Lloyd Bennett, chief finance officer, Department of Defence, considers the golden rule in supporting business decision-making to be a very consistent understanding of one's business across all aspects of the organisation. He says that Defence is trying to achieve better integration of its information through the use of data warehousing tools. SAP is Defence's core financial transaction engine, and it uses additional SAP tools such as Business Warehouse to exploit the information stored therein.
"We're a capability-oriented business, and I want to automate the base information gathering so I can help people be equipped to do the intelligent analysis that they need to do," Bennett says. "I wouldn't exaggerate what an IT system can do for you. To my mind, it's making sure people have the information they need in a way they need it, especially in a place like this, so you take the mechanical information gathering process away and allow them to do the smart analytics quickly."
"You need to make sure you have your information management strategy well defined and your information architectures well defined, and then you can give people the knowledge and information they need," Bennett says.
Across the Tasman, New Zealand-based DB Breweries faced the challenge of a fragmented reporting structure, in which different teams in the company were generating management reports using different tools. While DB Breweries had been using a mix of SAP and Cognos reporting tools to generate its financial, sales and distribution information, the group's manufacturing teams were using Crystal Reports and senior analysts were using Microsoft Excel.
Andrew Cammell, DB Breweries' information systems manager, says: "In order to gain a sense of how the business was operating at any time of the day, we needed to turn multiple reports from different legacy systems into a single, standardised set of reports and consolidate the data into our data warehouse."
"We regularly came across conflicts - for example, in the monthly sales figures. We wanted all teams to be reviewing the same set of figures in exactly the same format, so people could trust the accuracy of the information they were using. We needed people to focus on the decisions to be made rather than the validity of the information."
DB Breweries initially created a new role for a business analyst in knowledge management to focus on the reporting procedures, and then selected Cognos ReportNet to replace all its existing reporting solutions.
According to Cammell, within six months of implementing ReportNet, DB Breweries was able to expedite many business processes, provide faster response times to inquiries, boost staff morale and reduce technical support calls and operating costs.

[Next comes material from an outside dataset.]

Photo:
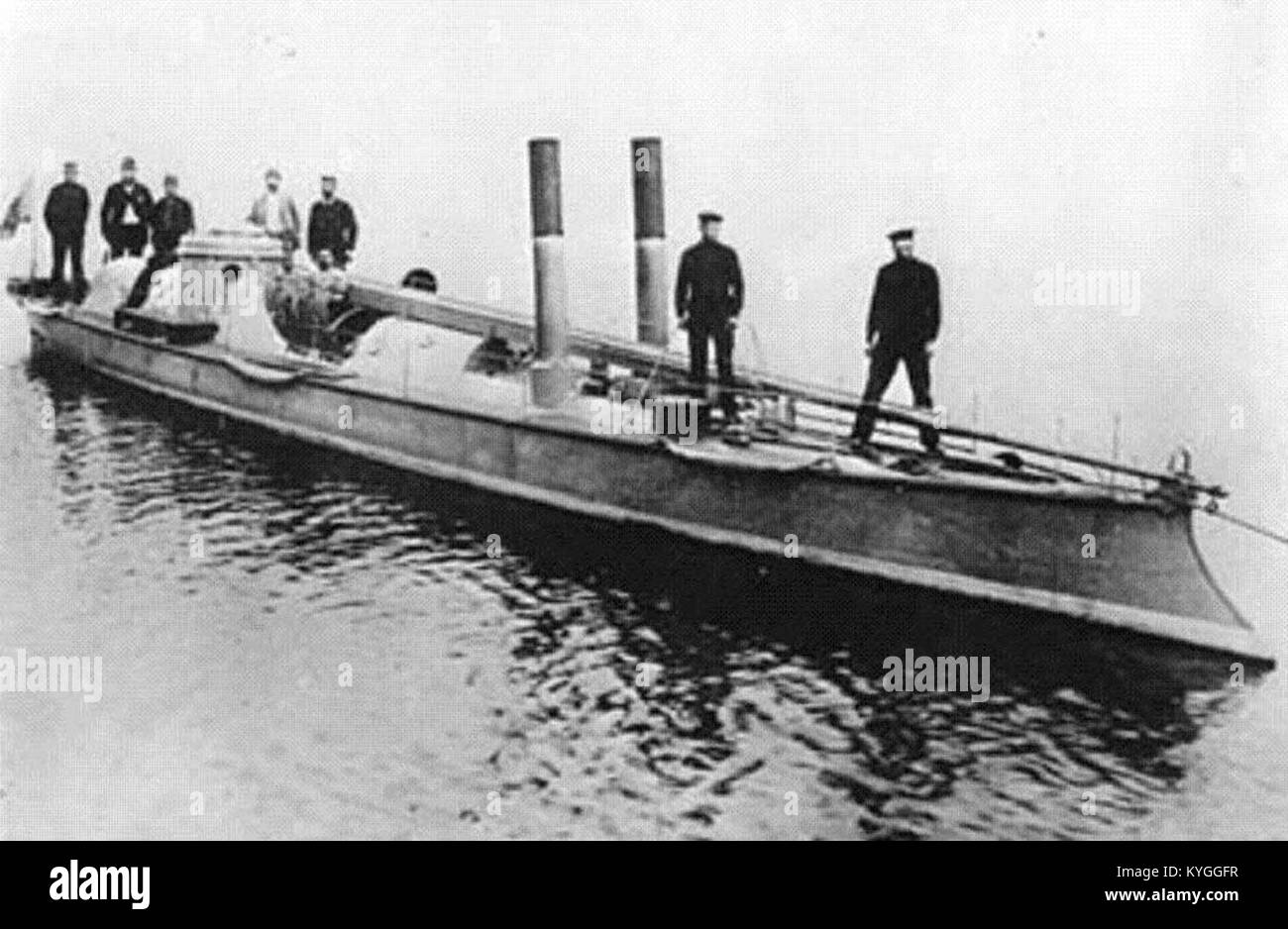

"It [ReportNet] simplifies reports, generates reports more rapidly and provides consistency in reports, in line with our structural change for both national and regional reporting. The reporting capabilities give us an accurate breakdown of sales and supply chains, down into actual transactions and summary tables. Managers can now view supply chains and project sales across the company's three operating regions - Northern, Central and South Island.
"We can now see manufacturing facility's electricity usage versus the hectolitre of beer sold, enabling us to have better visibility of processes. Moreover, in order to gain daily sales figures we used to have to go through around 27 steps. We can now do this in three easy steps," Cammell says.